In the three decades since he made his debut, we've seen Lonnie Rashid Lynn go from wisecracking 20-year old Windy City emcee to 50-year old Oscar-winning multi-hyphenate. Beyond any job description, however, is the growth that the man has embraced while in the public eye. Common today is much more famous than he was back in 1992, and Hip-Hop fans and peers got to see his rise in real time. That means we got to witness the growth that came with that rise. In looking across the landscape of his journey, in recent years, Common seems to be proud of where he's come from.
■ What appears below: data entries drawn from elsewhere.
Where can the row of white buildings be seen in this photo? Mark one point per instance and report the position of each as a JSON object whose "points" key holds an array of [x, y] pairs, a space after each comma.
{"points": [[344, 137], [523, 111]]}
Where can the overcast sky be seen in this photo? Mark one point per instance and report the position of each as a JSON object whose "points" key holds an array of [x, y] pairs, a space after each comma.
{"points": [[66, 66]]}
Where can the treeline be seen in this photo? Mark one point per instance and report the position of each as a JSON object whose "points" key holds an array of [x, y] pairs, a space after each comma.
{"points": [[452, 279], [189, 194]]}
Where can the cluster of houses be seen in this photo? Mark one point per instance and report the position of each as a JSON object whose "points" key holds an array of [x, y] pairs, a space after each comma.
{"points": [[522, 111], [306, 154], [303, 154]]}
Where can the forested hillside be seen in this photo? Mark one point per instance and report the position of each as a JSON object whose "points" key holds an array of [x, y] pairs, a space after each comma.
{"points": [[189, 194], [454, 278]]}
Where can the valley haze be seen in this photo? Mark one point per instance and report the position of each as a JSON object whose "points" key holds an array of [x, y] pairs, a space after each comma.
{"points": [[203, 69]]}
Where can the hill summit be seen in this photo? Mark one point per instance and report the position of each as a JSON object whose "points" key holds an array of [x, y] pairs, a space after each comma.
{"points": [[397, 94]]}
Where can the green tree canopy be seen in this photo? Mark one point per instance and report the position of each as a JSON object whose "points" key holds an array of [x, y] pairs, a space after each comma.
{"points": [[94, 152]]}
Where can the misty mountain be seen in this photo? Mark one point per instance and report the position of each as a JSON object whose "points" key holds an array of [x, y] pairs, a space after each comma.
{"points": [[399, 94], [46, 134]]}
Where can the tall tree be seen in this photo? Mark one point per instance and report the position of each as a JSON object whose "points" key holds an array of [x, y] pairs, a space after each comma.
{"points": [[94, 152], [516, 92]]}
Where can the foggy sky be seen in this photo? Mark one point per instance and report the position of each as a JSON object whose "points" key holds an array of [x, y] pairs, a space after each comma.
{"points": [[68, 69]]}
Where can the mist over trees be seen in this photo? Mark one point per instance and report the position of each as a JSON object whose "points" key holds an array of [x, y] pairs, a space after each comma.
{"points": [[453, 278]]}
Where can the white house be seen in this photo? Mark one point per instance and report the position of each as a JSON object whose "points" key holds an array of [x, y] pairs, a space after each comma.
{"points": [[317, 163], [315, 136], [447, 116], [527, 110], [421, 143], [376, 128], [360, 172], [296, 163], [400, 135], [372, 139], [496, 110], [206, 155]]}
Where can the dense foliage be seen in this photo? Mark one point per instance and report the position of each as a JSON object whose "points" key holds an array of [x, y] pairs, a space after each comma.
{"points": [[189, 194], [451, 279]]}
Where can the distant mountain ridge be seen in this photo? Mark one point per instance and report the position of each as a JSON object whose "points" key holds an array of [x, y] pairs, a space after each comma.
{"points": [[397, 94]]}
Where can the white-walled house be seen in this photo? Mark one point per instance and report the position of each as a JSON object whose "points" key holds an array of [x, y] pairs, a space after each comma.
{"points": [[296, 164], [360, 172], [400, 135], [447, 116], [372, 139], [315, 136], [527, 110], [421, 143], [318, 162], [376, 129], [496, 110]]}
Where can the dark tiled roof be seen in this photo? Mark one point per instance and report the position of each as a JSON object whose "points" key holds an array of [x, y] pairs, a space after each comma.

Not just his geographical hometown, but the evolution that sparked both from it and from expanding outside of it.
He's done great work with a number of superstar producers, but his most significant musical relationship has arguably been with the legendary No I.D. From the sample-heavy boom bap of ...Dollar?, the two Chicagoans put on for their city, as Common would become one of rap's most venerated rhymers and No I.D. became a superproducer of the highest order.
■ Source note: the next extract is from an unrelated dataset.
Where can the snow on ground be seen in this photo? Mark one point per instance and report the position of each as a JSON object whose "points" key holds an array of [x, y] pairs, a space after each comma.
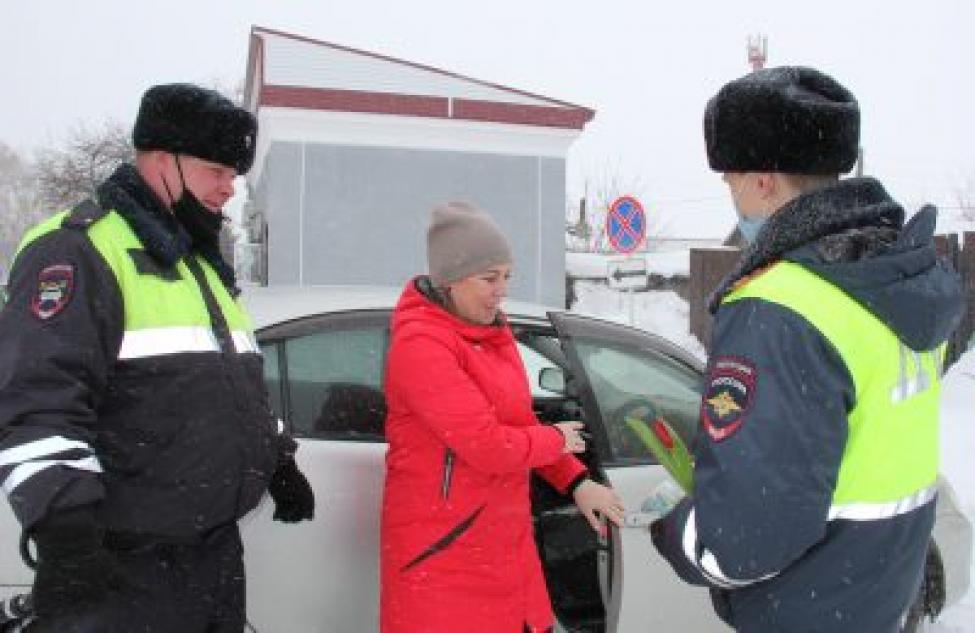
{"points": [[666, 314], [957, 443], [661, 312], [666, 264]]}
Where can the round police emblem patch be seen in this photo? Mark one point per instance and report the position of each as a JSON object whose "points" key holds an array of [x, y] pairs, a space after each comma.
{"points": [[55, 286], [729, 396]]}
There are things Common has infamously rapped about that he rejects now as personal philosophy. On 2005’s ‘Real People’, he dismissed interracial relationships (“Black men walking wit white girls on they arms/ I be mad at em--as if I know they moms.”); and criticized the idea of gay rappers on 2000s "Nag Champa (Afrodisiac For The World)": "It's rumors of gay emcees, just don't come around me with it/You still rockin' hickies, don't let me find out he did it."
“Where I grew up it’s very segregated and being a figure in the Black community you do have a lot of responsibility," he said in a 2019 interview with NME. "You can only speak from what you’ve experienced and knowing what your community holds you to. But at a certain point, you also start to see the world and experience new things and you see that the world is bigger than just the segregated parts of Chicago."
“Some of the things I thought I had to be as a Black person, or had to be as a man, I later recognized I needed to unlearn some of that stuff.”
He's now an Oscar and Grammy Award-winning icon. In many ways, Common's career is parallel to Hip-Hop's journey over the past 30 years. From the hardscrabble underdog of the early 1990s, to the maturing craftsman post Y2K; from the crossover superstar that took Hollywood, to the revered elder statesman that crosses all demographic bounds. Common Sense has continued to grow, as a man and as an artist. His two-part Beautiful Revolution series is the latest example of the creative he's become. Hip-Hop is no longer simply a young man's game, and it doesn't need to be. We should all be so fortunate as to continue doing what we love into our fifties.